Needless to say, no other platform I can think of stores multiple friends lists for its users. Steam, GOG, PSN, XBL. All offer one universal list for all your friends. You can join their games and they can join yours, regardless of the physical distance between you.
European payers know they can expect some lag when joining an American friend’s game, and vice versa. But nobody has to worry about checking who’s on which list.
The comparison with Steam is inevitable - and crucially, necessary. There’s a significant number of features players expect and use daily on Steam that do not exist on Battle.net.
A global friends list is one thing, but what about ease of access to game forums, user reviews, and even simple things like an achievement hub or the community pages around games? What about the news hub, which lets you specifically read about patches for a particular game?
Right now, It’ll take me maybe ten seconds to find out what changes the most recent patch did to Call of Duty: WW2, and I can just as easily check through the comments if it broke something. In fact, many developers use Steam to deliver messages like that directly to a game’s community, and it saves players the time of having to scour god knows how many social media accounts to check the status of an update or see whether a developer is aware of a certain issue.
All of these features disappear with the move to Battle.net. That’s just Steam's benefits around the game’s periphery, there are far more worrying implications to this move.
For one thing, Battle.net doesn’t expose player numbers. PC players use Steam’s concurrent player data as a tool to determine whether it’s worth buying multiplayer games on PC.
The market for multiplayer shooters on PC is always changing, we’ve seen many shooters that should have at least had a moderate success fail, and ones that were always guaranteed to be nothing more than modest make it big.
$60 games that release annually and demand even more money for DLC and microtransactions do incredibly poorly on PC. That’s just the way it is. The last time Call of Duty mattered on PC was during the era of the original Modern Warfare.
The success of Call of Duty: WW2 on PC last year is an exception, and you need only look at peak concurrent player numbers for every other Call of Duty game to see it. Even most of those enamoured by the return to WW2 abandoned the game shortly after launch. Without that tool, many PC players simply won't be able to afford to place a $60 (at minimum) bet.
This is terrible news for those loyal Call of Duty players on PC, and it’s even more disappointing now because the Black Ops 4 PC version does seem like it’s going to be pretty good.

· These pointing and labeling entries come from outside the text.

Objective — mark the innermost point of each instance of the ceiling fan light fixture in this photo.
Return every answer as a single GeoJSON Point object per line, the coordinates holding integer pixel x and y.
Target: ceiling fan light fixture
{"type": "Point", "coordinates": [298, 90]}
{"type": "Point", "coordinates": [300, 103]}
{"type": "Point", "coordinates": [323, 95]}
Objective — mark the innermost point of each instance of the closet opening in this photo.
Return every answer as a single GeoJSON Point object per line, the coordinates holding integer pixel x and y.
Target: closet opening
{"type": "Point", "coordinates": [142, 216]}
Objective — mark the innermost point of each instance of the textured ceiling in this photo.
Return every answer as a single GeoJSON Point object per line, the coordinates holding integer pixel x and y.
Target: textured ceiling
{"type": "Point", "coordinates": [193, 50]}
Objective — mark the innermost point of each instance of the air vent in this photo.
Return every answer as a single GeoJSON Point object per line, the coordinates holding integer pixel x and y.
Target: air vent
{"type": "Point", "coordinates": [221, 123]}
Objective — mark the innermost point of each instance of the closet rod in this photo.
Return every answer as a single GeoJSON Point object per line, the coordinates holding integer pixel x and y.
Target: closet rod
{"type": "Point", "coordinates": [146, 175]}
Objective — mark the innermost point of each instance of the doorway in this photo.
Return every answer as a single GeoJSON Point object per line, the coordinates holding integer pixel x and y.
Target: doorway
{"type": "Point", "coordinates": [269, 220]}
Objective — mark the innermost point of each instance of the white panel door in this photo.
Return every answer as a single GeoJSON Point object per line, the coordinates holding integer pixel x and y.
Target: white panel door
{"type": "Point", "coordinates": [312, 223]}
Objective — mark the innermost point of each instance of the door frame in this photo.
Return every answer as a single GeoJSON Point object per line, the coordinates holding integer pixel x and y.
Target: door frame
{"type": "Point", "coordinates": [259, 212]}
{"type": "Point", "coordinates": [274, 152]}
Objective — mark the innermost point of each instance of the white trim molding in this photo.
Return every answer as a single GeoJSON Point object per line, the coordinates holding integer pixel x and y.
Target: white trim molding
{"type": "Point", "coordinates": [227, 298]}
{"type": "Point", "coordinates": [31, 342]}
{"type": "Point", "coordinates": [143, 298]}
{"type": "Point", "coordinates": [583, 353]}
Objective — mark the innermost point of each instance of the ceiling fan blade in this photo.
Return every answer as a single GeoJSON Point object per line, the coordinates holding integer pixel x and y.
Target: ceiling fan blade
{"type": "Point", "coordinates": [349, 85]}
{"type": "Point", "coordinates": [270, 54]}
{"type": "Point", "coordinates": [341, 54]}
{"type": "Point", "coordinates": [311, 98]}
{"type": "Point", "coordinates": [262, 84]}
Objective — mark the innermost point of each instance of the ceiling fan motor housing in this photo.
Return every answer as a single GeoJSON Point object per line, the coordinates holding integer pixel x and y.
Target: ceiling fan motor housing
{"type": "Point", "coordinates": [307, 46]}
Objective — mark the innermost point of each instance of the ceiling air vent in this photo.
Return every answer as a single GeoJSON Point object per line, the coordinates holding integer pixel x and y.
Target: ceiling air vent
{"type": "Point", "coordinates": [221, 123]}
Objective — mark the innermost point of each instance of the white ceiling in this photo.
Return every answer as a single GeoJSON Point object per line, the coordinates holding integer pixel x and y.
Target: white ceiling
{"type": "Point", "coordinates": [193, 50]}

The other big knock-on effect of being exclusive to Battle.net is that Activision can more tightly control the game’s price on PC. PC players know that third-party key sellers don’t always stock Call of Duty games, and when they do, they’re nowhere near as discounted as other AAA games, whether at launch or in future sales.
The vast majority of my PC friends never buy big games directly from Steam. There’s almost always a cheaper deal somewhere - on legitimate sites - let alone the grey/black market. Blizzard games, being Battle.net exclusive, have always had this problem, and Call of Duty is about to have it now.
It’s almost a perfect storm of reasons why PC players will be tempted to avoid Call of Duty this year. If the reduced amount of content and the unchanged $60 price tag weren't enough, players are now being forced to abandon features they relied on for years – all so that Activision can make a bit extra off PC sales. That’s really what it comes down to.
Everyone is glossing over the fact neither Activision nor Treyarch have tried to make a case for why the game is moving to Battle.net. Destiny 2 was the first game in the series to come to PC, and Blizzard at least tried to message it in a way that made a bit of sense.
Things are much different with Call of Duty, and it’s in no small part because of the game’s history on Steam. I fear this just accelerates the series' demise on PC.